Young adults in the criminal justice system Contents

Summary

Our predecessor Committee published a report on the treatment of young adults aged 18 to 25 in the criminal justice system in October 2016. The Committee’s conclusions were produced in the form of a draft strategic approach which it wished to see the Government adopt. It proposed this because of the failure of consecutive Governments to act on the weight of evidence that dealing effectively with young adults, while the brain is still developing, is crucial to enable them to make a successful transition to a crime-free adulthood. There was also overwhelming enthusiasm within the sector for change. The Committee wished to see universal screening for maturity by prisons and probation services, and the adoption of a distinct approach to young adults up to 25 with trained, specialist staff, with emphasis on developing and testing dedicated approaches.

The then Government’s response, published in January 2017, committed to further developing operational practice in response to maturity but did not accept that the bold approach advocated by our predecessors was necessary to improve outcomes for young adults.

Having agreed with our predecessor Committee that the response was disappointing and did not pay sufficient attention to the strength of the evidence for more significant change, we have taken evidence and engaged in correspondence with the Ministry to examine the rationale and efficacy of their approach. We produced this report as, 18 months after the response, we are not persuaded that the narrow approach adopted has had any positive impact on outcomes for young adults. Responding to young adults appropriately and effectively is important because, while young adults offend the most, they have the most potential to stop offending and are also resource intensive as they are challenging to manage.

In chapter one, we summarise the conclusions and recommendations of our predecessor Committee and the then Government’s response. In chapter two, we review the Government’s overall approach to governance, policy and practice for young adults in the criminal justice system, which it says is guided by limited resources, practicality, and other priorities in the system. While we have some sympathy for these constraints, it is nevertheless important for the Ministry to reflect on the potential benefits of targeting scarce resources at those prisoners for whom there may be greatest impact; we did not find evidence of such reflection. We make recommendations for ensuring that the distinct needs of young adults up to the age of 25 are considered in various aspects of the Ministry’s activities, including the cross-departmental Reducing Reoffending Taskforce and efforts to address racial inequalities in response to the Lammy Review. In chapter three, we also welcome the creation of a probation service board to oversee work on young offenders and young adults, which we would like to see replicated for prisons.

In chapter three, we review in more detail the Ministry and HMPPS’ progress in implementing its preferred approach. This includes piloting: a screening tool for maturity; work with people with brain injury; and, a resource pack to support staff working with people with low maturity, some of which has been delayed. We are encouraged to see much greater weight being given to maturity in the treatment of young adults, but found no evidence of a defined approach for what should happen once maturity screening has been done or of the impact this is having, even in pilot areas. It is also not clear to us how the Ministry is assessing the impact of its approach, so we call on them to specify the measures by which they intend to monitor improvement in outcomes for young adults in custody and in the community.

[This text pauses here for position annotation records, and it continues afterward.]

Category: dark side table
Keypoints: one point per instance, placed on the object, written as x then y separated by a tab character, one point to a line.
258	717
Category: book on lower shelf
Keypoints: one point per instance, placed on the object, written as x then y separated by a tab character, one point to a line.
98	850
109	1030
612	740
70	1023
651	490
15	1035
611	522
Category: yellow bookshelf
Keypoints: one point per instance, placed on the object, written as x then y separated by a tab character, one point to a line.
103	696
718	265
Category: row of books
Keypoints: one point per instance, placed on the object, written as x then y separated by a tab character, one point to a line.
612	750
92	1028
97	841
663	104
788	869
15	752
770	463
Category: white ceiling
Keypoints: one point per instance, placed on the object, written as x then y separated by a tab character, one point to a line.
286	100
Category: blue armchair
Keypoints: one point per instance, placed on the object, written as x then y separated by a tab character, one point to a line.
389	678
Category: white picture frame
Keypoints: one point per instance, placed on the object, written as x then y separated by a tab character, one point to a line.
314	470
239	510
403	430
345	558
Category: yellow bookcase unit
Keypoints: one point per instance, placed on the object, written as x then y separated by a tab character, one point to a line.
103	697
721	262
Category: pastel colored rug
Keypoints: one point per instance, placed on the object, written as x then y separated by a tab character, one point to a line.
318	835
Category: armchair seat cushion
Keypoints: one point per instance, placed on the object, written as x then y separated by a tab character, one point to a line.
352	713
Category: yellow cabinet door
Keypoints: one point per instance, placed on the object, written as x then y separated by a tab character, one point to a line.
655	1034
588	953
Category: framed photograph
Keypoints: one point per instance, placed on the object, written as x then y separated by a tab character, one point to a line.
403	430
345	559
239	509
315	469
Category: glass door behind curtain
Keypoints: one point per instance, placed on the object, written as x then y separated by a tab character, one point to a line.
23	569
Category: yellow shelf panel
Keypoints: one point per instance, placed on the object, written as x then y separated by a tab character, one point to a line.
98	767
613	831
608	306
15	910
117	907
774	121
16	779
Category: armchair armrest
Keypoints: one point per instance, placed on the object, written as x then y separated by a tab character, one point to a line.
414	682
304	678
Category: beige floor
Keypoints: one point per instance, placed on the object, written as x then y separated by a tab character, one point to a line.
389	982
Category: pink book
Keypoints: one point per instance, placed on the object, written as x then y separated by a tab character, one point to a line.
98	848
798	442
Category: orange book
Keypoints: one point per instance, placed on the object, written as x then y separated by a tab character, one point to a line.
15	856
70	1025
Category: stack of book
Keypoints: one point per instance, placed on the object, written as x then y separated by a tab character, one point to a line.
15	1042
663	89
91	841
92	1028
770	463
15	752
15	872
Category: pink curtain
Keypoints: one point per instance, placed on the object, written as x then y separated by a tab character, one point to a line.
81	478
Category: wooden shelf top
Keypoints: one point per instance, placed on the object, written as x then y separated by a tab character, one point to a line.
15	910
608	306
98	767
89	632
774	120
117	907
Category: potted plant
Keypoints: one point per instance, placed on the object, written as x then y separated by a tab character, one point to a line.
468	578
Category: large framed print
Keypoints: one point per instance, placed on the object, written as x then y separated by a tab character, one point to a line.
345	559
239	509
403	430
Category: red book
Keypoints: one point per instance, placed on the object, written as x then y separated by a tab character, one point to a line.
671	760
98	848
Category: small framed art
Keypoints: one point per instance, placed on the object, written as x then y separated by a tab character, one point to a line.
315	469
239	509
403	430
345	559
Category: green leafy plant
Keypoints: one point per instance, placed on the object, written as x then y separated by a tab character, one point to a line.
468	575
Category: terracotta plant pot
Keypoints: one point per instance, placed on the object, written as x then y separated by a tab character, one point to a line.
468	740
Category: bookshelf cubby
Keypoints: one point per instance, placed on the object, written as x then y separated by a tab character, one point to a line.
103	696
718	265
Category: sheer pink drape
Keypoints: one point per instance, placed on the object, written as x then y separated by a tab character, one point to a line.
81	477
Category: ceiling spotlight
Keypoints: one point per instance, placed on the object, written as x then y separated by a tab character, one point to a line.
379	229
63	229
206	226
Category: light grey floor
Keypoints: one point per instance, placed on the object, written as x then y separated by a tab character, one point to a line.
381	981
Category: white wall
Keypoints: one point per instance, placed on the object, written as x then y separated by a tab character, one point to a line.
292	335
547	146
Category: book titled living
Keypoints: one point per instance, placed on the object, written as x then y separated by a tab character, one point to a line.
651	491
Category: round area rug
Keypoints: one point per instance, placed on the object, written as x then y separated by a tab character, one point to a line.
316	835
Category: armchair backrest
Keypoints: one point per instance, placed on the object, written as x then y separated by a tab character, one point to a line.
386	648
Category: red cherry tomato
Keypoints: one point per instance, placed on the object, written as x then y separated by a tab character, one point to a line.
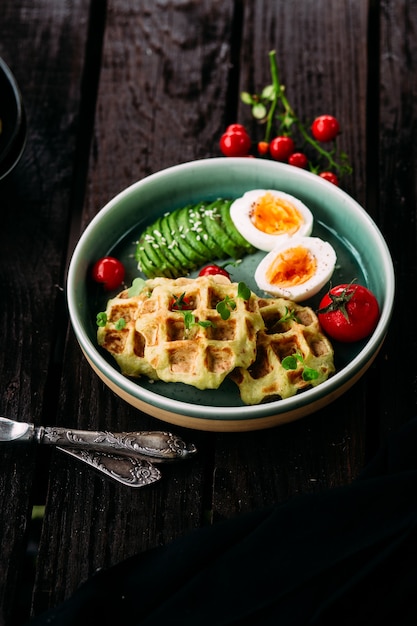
298	159
235	142
233	128
325	128
109	271
348	312
213	270
281	148
332	178
263	148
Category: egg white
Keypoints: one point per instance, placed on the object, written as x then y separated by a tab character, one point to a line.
240	212
325	257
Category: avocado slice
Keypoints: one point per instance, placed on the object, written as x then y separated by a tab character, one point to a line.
172	244
150	244
231	229
215	228
198	237
178	230
165	249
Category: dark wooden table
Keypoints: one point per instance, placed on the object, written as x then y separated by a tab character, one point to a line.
115	91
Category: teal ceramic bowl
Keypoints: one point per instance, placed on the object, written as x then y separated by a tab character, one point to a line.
361	250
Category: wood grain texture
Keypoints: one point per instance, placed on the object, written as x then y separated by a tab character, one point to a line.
116	90
316	50
35	206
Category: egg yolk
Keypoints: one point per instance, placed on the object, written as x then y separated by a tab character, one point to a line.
275	216
291	267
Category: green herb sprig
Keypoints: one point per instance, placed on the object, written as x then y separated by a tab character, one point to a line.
272	108
291	363
226	306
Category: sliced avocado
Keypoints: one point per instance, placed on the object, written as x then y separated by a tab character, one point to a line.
231	229
215	228
196	234
172	244
152	246
144	264
165	250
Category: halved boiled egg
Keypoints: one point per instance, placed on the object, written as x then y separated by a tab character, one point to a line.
297	268
266	216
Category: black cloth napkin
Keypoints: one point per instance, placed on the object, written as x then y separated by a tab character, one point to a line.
346	556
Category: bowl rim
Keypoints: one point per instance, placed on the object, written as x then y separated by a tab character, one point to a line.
247	412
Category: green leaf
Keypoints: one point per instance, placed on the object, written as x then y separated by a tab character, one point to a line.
223	310
120	324
189	319
243	291
259	111
288	316
310	374
268	92
206	323
289	363
246	98
136	288
101	319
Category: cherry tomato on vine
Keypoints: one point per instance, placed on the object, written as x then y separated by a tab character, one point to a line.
263	148
348	312
236	128
213	270
235	141
298	159
281	148
325	128
329	176
108	271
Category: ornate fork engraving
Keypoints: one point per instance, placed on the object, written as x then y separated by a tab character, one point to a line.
128	470
161	446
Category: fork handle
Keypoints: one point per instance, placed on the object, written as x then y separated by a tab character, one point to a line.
158	445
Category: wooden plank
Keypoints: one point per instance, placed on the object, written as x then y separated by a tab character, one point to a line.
397	200
161	101
37	40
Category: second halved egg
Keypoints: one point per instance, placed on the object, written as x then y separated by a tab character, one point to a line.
296	269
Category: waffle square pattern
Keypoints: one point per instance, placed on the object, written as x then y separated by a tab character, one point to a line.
174	330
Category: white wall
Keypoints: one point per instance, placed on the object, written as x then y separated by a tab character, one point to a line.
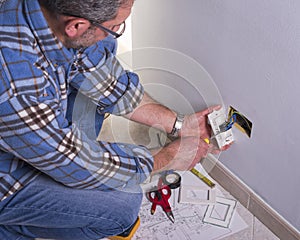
251	49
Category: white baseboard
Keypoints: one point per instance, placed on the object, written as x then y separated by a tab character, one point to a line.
250	200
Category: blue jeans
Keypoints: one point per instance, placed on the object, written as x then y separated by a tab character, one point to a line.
47	209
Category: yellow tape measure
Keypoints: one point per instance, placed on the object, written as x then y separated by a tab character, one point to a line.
203	178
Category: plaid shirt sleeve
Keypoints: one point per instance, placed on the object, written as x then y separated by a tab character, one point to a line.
36	132
36	73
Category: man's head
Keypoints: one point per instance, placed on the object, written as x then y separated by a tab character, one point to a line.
81	23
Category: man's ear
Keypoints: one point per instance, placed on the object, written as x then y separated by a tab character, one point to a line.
76	27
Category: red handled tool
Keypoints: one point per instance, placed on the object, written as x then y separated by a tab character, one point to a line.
160	196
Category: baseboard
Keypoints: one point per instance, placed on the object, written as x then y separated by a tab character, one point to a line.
250	200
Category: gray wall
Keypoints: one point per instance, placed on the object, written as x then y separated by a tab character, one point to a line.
251	49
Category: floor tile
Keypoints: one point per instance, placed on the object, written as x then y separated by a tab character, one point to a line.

We were similarly disappointed to find limited progress on addressing gaps in the evidence base for effective practice with young adults. Our predecessor Committee recommended these gaps be addressed as a matter of urgency, as misdirected interventions can serve to increase criminality. We found little evidence of progress on specific pieces of research mentioned in the Government’s response, or on our predecessor’s recommendations for the Crown Prosecution Service and Sentencing Council to undertake further research. HMPPS had seemingly made no progress on understanding the relative effectiveness of custodial options for young adults. Its focus had rather been on trying to make prisons which hold young adults alongside older adults work as well as they can. There is no clear assessment of how that is working either. This is in sharp contrast with the investment and concerted activity towards improving the treatment of under 18s, including reward schemes and work to address the trauma many of them have experienced in their lives, which is showing promising results. We also consider in this chapter the Offender Management in Custody model, designed to ensure that all prisoners get support and guidance from a dedicated prison officer. We recommend that consideration be given to providing additional support to those assessed as lacking maturity.

Welcome progress has been made by HMPPS and the Youth Justice Board in improving the attention paid to the “cliff-edge” transition between the youth and adult systems and the particular needs of people who have been looked after by the local authority (care leavers) and we are keen to see the results of this. We are pleased too that the Sentencing Council and the Crown Prosecution Service have undertaken to continue to review their guidance in the light of the evidence on maturity. We also hope to see progress on the idea of testing young adult courts.

Finally, we call on the Ministry to take decisive action on more fundamental reform. We advocate revisiting urgently our previous recommendations for a new framework for the disclosure of criminal records for children and young adults. In addition, by 2030 we expect prison and probation services to have developed approaches which properly assess and address young adults’ needs, recognise their strengths, and support them to develop non-criminal identities, resulting in better outcomes both for them and society at large.